Ahora bien, hoy en día, ¿está justificado seguir siendo pesimista? Cambiar nuestro diálogo interno puede cambiar nuestras vidas.

 

Nuestra mente influye en nuestro cuerpo, una actitud positiva reduce el riesgo de padecer diabetes u otras patologías crónicas como enfermedades del corazón. Además, no solo influye en nuestra salud, sino también en nuestro rendimiento  laboral, aumentando nuestra motivación ante los retos del día a día. En el post, Nuestro estado emocional y la limpieza, podéis ver la relación existente entre la limpieza y nuestra mente.

 

La siguiente pregunta que debemos hacernos es ¿cómo lo conseguimos?

 

Para responder, os dejamos algunos consejos para llenar tu vida de optimismo.

 

  • Sonríe. Una sonrisa es el primer paso para una actitud positiva, verás los resultados en ti y en los que te rodean.
  • Un error es un acierto. Si fallas, aprendes.
  • Prepárate para el esfuerzo. Cuando te propongas un reto, plantéate si estas dispuesto a realizar el esfuerzo necesario para conseguirlo. Sólo así estarás preparado cuándo lleguen los momentos duros.
  • No te esfuerces por el reconocimiento externo. Perseguir tus objetivos es importante, pero solo conseguirás motivación si esos retos son propios y no para intentar satisfacer a terceros. En caso contrario corres el riesgo de entrar en una dinámica negativa y en una presión innecesaria.
  • Organízate en el trabajo. Una buena organización en las tareas profesionales reducirá tu nivel de estrés.

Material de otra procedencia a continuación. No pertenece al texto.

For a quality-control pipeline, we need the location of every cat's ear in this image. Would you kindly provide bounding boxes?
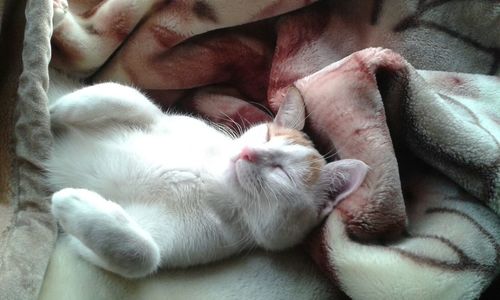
[274,86,306,130]
[321,159,369,206]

Para ello puedes utilizar listas con nivel de prioridad que te permitirán organizar tu tiempo.
  • Mantén tu hogar limpio. Después de un día duro en el trabajo, tienes muchas ganas de llegar a casa, pero llegar y no estar cómodo por el nivel de suciedad o de desorden puede tener consecuencias negativas en tu actitud y optimismo. Es fundamental tener un hogar limpio y ordenado.
  • Consigue tiempo libre para ti. Unas horas al día, y uno o dos días cada fin de semana deben ser para tu disfrute personal, para ello organiza con tiempo las tareas profesionales y del hogar.

 

Ser pesimista está de moda y aunque no estamos en un mundo perfecto, quejarse no vale para nada y sólo con una actitud positiva podremos conseguir nuestros objetivos.

 

Ponte manos a la obra y verás los resultados en el corto plazo.